Steeds vaker smacht ik naar tekenen van hoop, tekenen dat er bewegingen zijn, initiatieven of ervaringen die ons redden, al is het maar voor even, voor het verloop van een dag, een uur, een inzicht dat mij even optilt. Er was in mijn leven zo’n element van terugkerende hoop, en wel in de vorm van een kat: onze buurtkater Osman, de grote verbinder van de buurt, de pasja van het trappenhuis.
Veertien jaar geleden, toen ik bij de vader van mijn kinderen weg wilde, ging ik op zoek naar een nieuwe woning in Amsterdam. Het vierkamerappartement dat ik in een achterafstraatje in de wijk Bos en Lommer kon kopen was opvallend goedkoop. De straat had geen goede reputatie, op vrijwel elk balkon hing een schotel, op de speelplaats om de hoek hingen tienerjongens, de buurt droeg het stempel ‘Vogelaarwijk’ – een probleemwijk aldus minister Ella Vogelaar in 2007 – , dit schrok kopers af, zei de makelaar. Mij leek de sfeer in de straat goed en de woning precies wat ik nodig had.

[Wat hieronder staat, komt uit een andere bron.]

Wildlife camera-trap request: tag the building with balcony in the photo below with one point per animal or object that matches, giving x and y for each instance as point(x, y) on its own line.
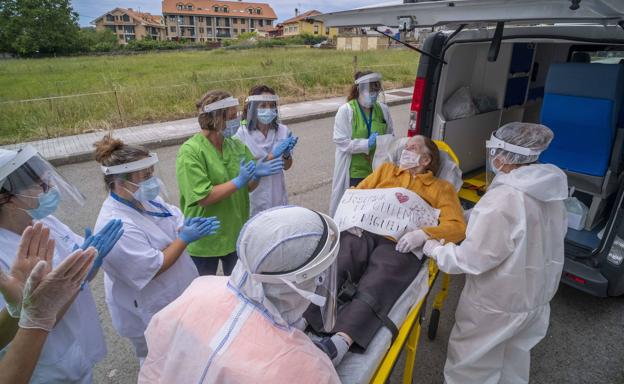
point(305, 24)
point(207, 20)
point(129, 24)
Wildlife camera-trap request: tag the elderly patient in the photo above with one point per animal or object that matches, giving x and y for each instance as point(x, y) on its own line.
point(377, 269)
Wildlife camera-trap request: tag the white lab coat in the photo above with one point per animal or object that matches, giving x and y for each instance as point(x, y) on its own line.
point(271, 192)
point(76, 343)
point(133, 293)
point(512, 257)
point(345, 147)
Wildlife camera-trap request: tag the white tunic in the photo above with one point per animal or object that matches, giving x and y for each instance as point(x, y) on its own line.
point(133, 294)
point(347, 146)
point(271, 191)
point(76, 343)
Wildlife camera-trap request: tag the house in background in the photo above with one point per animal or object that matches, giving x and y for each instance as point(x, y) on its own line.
point(207, 20)
point(305, 23)
point(129, 24)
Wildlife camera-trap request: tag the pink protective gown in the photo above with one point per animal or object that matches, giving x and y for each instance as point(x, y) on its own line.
point(209, 335)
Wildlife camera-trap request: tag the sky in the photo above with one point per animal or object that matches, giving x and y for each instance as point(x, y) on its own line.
point(91, 9)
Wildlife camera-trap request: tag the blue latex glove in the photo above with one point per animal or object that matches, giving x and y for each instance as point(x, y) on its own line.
point(246, 173)
point(372, 140)
point(197, 227)
point(282, 147)
point(103, 241)
point(268, 168)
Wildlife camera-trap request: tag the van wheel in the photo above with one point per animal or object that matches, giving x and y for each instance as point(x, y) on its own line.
point(433, 324)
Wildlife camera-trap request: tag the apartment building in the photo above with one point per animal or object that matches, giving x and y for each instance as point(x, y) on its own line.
point(207, 20)
point(305, 23)
point(129, 24)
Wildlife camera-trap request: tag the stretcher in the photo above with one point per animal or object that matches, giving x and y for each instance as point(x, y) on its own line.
point(377, 363)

Boven mij woonde een Marokkaanse vrouw met drie zoons, fervente Ajax-fans. Als er voetbal op tv was konden we door hun kreten de score bijhouden. Onder me woonde een Italiaanse man, naast hem Turkse grootouders bij wie hun kleinzoon inwoonde. Naast me een vrouw met Surinaamse achtergrond en haar zoon. Eronder nog een Turkse familie met drie dochters, en ernaast een onduidelijke groep mannen.

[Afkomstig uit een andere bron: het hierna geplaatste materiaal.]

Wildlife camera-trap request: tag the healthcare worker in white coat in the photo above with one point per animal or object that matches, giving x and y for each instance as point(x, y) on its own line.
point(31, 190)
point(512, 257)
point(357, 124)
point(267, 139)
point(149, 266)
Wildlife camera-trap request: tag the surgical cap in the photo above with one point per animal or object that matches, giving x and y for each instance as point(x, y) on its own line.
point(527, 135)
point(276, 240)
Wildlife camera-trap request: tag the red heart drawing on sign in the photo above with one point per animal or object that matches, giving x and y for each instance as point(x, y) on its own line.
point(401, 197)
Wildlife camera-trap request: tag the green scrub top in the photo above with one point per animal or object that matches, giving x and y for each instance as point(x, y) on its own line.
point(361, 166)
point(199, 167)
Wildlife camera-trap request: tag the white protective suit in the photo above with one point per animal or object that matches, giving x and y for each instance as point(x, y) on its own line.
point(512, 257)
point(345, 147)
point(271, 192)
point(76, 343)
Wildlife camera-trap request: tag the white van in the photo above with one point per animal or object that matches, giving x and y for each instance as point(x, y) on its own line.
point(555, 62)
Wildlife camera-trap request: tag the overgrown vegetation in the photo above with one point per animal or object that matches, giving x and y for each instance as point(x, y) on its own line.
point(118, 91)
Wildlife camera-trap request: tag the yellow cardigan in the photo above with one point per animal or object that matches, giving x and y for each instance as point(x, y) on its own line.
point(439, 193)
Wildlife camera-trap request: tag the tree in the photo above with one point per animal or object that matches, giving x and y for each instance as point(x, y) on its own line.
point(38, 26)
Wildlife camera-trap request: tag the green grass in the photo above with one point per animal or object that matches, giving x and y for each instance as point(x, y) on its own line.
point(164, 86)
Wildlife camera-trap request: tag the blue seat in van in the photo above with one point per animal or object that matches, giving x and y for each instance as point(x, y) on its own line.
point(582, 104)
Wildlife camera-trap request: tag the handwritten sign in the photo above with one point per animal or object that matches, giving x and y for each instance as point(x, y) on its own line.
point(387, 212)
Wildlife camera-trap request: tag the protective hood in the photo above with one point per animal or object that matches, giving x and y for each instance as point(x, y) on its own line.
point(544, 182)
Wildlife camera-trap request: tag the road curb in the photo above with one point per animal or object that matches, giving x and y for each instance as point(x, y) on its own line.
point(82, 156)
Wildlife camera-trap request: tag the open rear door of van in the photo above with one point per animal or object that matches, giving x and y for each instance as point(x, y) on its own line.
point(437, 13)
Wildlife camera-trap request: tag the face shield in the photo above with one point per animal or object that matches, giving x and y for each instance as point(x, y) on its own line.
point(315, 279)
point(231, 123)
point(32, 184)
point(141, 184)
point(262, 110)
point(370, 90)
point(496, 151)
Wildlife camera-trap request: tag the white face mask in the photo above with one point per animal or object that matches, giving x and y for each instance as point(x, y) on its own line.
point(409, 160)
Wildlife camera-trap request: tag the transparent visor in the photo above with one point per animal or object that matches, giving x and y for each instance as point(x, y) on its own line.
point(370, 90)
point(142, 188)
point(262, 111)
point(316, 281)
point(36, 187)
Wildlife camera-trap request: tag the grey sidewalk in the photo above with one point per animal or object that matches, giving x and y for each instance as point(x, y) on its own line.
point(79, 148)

We noemden elkaar ‘buurvrouw’ en ‘buurman’, spraken soms drie talen door elkaar en met veel gebaren kwam we er altijd uit. Wat ons duidelijk bond was onze gedeelde liefde voor Osman: een stevige rode kat met een ontspannen uitstraling. Osman rekende erop dat je de portiekdeur voor hem opendeed en dat je bij de buren aanklopte om hem zijn huis binnen te laten. Als ik op straat aankwam liep hij nonchalant maar doelgericht op me af, streek langs mijn benen en ging mee naar de voordeur. Ik aaide hem en sprak hem toe: ‘Zo, hoe gaat het nu Osman? Heb je er genoeg van om buiten rond te hangen?’ Op de eerste verdieping klopte ik aan. De vrouw des huizes, die Osman lachend haar ‘vierde kind’ noemde, bedankte me. Osman glipte naar binnen.

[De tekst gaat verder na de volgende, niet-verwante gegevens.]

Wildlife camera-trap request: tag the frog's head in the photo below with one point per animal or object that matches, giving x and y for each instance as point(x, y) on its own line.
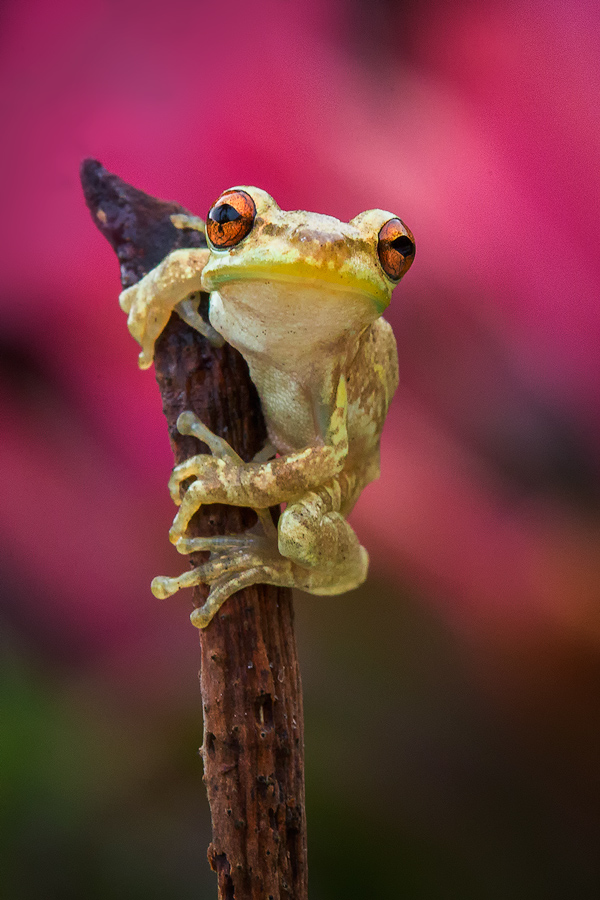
point(252, 239)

Soms zag ik hem vanaf mijn balkon volkomen op zijn gemak op straat liggen. Je zag hem nooit rennen of ergens op springen, hij deed het rustig aan. Soms werd er van drie balkons tegelijkertijd naar hem geroepen. Iedereen wilde zijn aandacht. Als er een auto aankwam – het is een verkeersarme straat die om een speelplaatsje draait – werd er geroepen: ‘Osman, kijk uit!’ Vaak lag hij midden op de weg, met zijn bolle buik ontspannen en imposant voor zich op de straatstenen. Hij begreep de waarschuwingen en stond kalm op.
Als er geringschattend over mijn buurt werd gesproken, heb ik haar altijd verdedigd. Vaak met Osman in de hoofdrol. Iedereen hield van Osman. Het roepen van zijn naam, het aaien, soms door zes kinderhanden tegelijkertijd – wat hij, door zijn pootjes gezakt, oren in zijn nek, lijdzaam doorstond –, het leken me tekenen van hoe we, met alle verschillende levens, toch vooral eensgezind waren.
Sporttassen met cocaïne
Als je iets herhaaldelijk verdedigt, negeer je algauw wat er minder aan is. Toen ik mijn appartement betrok was het decennialang een sociale huurwoning geweest, er zaten acht lagen behang op de muren, de afvoeren waren vettig en verstopt. Nog altijd zijn er in ons trappenhuis met grote regelmaat lekkages door verstopte standleidingen. Vooral Osmans familie heeft er last van, in hun woonlaag komt al het water van de bovenliggende verdiepingen uit de afvoeren omhoog zetten. Als dat gebeurt klopt de buurvrouw aan, of ik de loodgieter kan bellen. Haar Nederlands is niet zo goed, maar meestal komen we er wel uit en anders belt ze een van haar dochters die me uitlegt wat er aan de hand is, zodat ik dat aan de woningbouwvereniging, loodgieter of arts kan doorgeven. Als dank krijg ik een schaal vol Turkse koekjes.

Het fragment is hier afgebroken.